# Natural Incubation



## Tortuga_terrestre (Sep 13, 2012)

Hola Muchachos!

So today after many months of waiting for my Hermanns hatch out of the ground; I decided to dig them out. I didn't expect much; especially after hitting a rotten egg! (My fingers still smell). To my surprise a lil guy came running out of the hole; I thought it was a potato bug. Soon after realizing it was a baby tortoise I went inside the house to show everyone what I have found. I came out and found another one! I was ecstatic.... My question is: I thought when tortoises hatch and they absorb their sac they come out of the ground?
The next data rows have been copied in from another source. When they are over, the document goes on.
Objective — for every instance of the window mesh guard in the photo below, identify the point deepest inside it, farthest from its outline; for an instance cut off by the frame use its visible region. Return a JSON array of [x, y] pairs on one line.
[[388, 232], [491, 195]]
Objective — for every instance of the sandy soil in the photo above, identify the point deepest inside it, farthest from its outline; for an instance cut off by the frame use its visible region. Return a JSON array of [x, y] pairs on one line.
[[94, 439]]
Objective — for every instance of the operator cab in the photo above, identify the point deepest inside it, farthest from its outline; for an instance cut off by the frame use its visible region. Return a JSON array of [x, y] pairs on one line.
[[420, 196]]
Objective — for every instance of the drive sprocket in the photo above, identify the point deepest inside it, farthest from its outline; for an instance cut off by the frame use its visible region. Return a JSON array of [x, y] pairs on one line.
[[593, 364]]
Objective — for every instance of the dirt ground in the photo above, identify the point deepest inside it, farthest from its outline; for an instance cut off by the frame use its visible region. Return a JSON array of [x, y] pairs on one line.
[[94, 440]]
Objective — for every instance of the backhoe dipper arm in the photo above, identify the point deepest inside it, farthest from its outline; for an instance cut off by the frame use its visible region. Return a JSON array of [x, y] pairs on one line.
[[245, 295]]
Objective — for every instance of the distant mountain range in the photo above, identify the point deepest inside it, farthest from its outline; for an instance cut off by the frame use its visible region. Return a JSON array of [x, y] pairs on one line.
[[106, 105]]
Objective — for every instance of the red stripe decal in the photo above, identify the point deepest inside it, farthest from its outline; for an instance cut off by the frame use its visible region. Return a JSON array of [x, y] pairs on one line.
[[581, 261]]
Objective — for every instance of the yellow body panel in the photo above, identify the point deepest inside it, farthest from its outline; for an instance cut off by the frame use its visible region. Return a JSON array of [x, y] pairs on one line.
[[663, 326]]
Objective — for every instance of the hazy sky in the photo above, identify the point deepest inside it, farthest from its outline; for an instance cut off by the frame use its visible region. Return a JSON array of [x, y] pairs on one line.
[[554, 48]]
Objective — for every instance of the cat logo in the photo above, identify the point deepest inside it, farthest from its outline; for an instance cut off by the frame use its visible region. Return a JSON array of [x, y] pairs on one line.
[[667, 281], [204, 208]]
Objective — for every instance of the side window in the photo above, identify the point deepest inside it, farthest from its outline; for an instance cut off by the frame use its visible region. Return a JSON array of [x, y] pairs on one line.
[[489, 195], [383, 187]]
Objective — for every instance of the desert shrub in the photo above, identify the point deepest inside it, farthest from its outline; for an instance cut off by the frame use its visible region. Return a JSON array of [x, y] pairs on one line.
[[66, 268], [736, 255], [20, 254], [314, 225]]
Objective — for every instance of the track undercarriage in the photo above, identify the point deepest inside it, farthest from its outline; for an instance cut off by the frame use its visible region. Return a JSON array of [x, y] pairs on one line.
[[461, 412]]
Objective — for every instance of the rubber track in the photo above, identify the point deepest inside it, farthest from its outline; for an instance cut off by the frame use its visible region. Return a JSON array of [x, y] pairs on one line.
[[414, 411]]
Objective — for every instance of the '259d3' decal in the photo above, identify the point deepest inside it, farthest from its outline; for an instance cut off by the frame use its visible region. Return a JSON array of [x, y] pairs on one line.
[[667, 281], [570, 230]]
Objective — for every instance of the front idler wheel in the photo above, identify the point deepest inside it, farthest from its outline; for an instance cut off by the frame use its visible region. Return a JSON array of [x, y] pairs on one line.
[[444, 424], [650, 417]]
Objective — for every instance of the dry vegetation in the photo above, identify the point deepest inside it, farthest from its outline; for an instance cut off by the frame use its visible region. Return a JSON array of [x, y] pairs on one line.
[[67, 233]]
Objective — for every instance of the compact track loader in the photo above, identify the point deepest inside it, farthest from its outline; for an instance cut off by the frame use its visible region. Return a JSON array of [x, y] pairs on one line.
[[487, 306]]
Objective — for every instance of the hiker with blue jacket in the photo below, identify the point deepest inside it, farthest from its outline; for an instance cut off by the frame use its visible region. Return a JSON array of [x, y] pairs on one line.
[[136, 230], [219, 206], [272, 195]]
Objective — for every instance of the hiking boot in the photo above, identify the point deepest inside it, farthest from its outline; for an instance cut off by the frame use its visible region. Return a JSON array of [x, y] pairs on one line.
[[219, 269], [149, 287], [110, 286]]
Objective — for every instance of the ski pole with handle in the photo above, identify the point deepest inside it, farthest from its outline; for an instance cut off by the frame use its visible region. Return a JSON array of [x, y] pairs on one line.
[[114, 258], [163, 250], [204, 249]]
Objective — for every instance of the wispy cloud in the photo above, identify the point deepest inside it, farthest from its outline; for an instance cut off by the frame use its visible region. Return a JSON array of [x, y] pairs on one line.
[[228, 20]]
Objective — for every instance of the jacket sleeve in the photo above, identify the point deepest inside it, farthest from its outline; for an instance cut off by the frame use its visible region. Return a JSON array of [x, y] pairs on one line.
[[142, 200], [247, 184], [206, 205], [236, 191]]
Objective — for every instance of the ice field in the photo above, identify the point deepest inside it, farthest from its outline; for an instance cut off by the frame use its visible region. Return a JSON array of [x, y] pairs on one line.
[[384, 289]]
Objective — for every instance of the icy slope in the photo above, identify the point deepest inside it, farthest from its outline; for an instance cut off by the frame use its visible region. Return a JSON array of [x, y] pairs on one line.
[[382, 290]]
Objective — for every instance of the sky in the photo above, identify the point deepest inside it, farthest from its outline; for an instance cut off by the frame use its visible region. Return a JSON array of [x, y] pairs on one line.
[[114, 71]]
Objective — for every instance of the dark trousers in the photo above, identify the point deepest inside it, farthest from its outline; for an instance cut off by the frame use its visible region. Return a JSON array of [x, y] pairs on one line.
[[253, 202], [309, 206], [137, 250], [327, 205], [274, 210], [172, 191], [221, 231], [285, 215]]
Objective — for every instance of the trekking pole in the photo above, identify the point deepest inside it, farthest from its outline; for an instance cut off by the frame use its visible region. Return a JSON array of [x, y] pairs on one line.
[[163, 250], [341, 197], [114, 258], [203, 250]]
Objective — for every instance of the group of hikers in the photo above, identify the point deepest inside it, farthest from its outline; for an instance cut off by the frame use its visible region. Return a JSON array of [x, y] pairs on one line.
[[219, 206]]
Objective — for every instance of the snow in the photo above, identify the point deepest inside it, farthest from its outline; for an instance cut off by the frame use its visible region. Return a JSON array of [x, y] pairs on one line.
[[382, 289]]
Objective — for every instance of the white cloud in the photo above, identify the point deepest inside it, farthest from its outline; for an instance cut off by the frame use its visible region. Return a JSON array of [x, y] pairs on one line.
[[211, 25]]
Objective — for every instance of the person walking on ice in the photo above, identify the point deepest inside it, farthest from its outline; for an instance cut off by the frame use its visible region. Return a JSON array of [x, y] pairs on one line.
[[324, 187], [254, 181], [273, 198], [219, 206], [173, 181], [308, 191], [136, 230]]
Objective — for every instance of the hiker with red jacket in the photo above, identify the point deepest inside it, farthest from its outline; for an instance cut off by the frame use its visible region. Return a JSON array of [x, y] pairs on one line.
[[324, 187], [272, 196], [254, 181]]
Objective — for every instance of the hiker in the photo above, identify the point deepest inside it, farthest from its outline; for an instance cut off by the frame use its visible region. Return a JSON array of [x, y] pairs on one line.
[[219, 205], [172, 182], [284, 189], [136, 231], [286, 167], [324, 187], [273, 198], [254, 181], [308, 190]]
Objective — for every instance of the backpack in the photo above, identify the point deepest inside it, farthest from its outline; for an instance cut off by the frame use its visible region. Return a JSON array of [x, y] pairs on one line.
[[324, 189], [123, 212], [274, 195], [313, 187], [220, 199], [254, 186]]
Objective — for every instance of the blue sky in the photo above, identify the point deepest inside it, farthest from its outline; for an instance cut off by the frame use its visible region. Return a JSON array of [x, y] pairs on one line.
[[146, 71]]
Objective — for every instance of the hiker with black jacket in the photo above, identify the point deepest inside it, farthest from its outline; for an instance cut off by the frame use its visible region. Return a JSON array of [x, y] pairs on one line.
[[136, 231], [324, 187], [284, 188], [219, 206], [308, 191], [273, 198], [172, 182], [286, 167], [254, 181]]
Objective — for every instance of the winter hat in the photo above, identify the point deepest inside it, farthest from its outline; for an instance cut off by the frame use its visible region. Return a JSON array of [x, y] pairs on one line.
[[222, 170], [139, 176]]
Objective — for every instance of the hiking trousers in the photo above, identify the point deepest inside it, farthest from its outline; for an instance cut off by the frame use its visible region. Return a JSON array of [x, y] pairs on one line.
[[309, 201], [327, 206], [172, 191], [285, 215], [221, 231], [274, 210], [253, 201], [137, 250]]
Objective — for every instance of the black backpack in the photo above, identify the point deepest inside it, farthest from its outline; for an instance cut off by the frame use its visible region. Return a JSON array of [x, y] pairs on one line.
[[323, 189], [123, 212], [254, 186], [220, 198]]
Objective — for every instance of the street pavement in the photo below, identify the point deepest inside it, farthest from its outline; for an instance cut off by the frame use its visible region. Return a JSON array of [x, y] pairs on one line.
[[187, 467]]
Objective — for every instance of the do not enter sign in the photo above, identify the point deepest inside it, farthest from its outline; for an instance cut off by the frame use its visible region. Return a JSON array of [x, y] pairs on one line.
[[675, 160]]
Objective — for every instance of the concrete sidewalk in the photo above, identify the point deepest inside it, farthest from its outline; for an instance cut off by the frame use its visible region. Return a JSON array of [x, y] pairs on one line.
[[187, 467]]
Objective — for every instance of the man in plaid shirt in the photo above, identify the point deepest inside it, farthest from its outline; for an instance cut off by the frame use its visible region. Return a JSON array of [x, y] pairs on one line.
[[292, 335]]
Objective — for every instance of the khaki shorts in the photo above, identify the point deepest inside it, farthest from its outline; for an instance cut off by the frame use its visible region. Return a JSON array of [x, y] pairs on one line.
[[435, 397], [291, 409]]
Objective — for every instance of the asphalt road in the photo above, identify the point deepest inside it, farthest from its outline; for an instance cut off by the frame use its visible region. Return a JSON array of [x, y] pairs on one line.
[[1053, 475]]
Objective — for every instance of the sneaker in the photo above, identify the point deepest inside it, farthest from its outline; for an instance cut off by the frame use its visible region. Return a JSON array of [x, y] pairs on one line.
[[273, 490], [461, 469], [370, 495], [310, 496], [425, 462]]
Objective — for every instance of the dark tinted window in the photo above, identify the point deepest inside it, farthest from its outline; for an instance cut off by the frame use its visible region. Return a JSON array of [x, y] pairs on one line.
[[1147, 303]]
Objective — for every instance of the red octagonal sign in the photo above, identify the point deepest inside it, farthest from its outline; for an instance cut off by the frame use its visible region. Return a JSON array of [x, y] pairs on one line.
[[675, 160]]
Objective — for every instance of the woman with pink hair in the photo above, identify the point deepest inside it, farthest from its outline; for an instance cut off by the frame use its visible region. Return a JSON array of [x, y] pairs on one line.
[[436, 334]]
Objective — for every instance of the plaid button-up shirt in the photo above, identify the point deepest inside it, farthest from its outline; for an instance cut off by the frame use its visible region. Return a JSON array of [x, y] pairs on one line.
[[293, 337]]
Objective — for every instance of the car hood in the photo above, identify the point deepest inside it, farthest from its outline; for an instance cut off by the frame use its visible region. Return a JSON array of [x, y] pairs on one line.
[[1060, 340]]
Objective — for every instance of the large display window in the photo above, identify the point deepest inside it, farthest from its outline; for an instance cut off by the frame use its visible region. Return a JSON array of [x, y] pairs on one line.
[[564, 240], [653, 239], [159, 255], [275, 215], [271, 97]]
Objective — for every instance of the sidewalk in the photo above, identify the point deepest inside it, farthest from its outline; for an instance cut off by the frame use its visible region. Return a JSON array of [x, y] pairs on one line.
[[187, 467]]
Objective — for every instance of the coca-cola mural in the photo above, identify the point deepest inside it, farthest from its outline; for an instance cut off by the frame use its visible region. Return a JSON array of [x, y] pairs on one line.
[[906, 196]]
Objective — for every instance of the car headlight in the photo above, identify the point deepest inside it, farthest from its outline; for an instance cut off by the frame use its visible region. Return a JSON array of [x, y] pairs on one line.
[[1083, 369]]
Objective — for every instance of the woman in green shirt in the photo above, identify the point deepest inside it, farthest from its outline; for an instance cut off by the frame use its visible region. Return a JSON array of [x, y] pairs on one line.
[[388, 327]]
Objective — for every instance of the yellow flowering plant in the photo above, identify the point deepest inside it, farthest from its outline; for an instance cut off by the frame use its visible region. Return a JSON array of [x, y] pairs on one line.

But these guys are at least 2 weeks old...they even show some growth!

How many eggs do you guys see?






I see 4...the 2 that I found. 1 rotten egg.. maybe another one???


----------



## tortadise (Sep 13, 2012)

Cool. congrats


----------



## ALDABRAMAN (Sep 13, 2012)




----------



## DesertGrandma (Sep 14, 2012)

That is very cool. How do they breath when they are underground? Do they have a tunnel?


----------



## Yvonne G (Sep 14, 2012)

If its a hibernating species, they sometimes stay in the nest until spring. Also, while they're in there some babies will eat the egg shells.


----------



## Tortuga_terrestre (Sep 14, 2012)

Here is the duo...


----------



## TortoiseBoy1999 (Sep 14, 2012)

I can't wait to start breeding my Russian!!!!!


----------



## mattgrizzlybear (Sep 14, 2012)

Cute!


----------



## conservation (Sep 14, 2012)

mattgrizzlybear said:


> Cute!



Those look like adults from Jana in Lancaster. Congrats on the babies!


----------



## Tortuga_terrestre (Sep 14, 2012)

Pets101 said:


> mattgrizzlybear said:
> 
> 
> > Cute!
> ...



Bingo! She sold me a pair of adults.


----------



## conservation (Sep 14, 2012)

That is cool! Was her entire group Dalmation Coast?


----------



## Tortuga_terrestre (Sep 14, 2012)

Pets101 said:


> That is cool! Was her entire group Dalmation Coast?



Mixed bunch...but I bought her founding adults;these are 100% Dalmation. I got the cream of the crop.


----------



## conservation (Sep 14, 2012)

Yea those are beauties.


----------



## Eweezyfosheezy (Sep 14, 2012)

Very nice! Send em down here.


----------



## Tortuga_terrestre (Sep 14, 2012)

Eweezyfosheezy said:


> Very nice! Send em down here.



I am selling the babies... not this very moment. I'm waiting for them to be a little bigger thus more stable. I don't know how much... I just really want them to go to good homes. These babies are going to be high yellow with distinct black markings. I gave them Mazuri today..they gobbled it up.


----------



## conservation (Sep 14, 2012)

I have at least one or two Ibera Greek clutches in the ground somewhere in their enclosure. She kept digging trial nests and burying them. I would dig them up and nothing would be there. I think she was laughing at me.


----------



## DesertGrandma (Sep 20, 2012)

They are so tiny and so dang cute!!


----------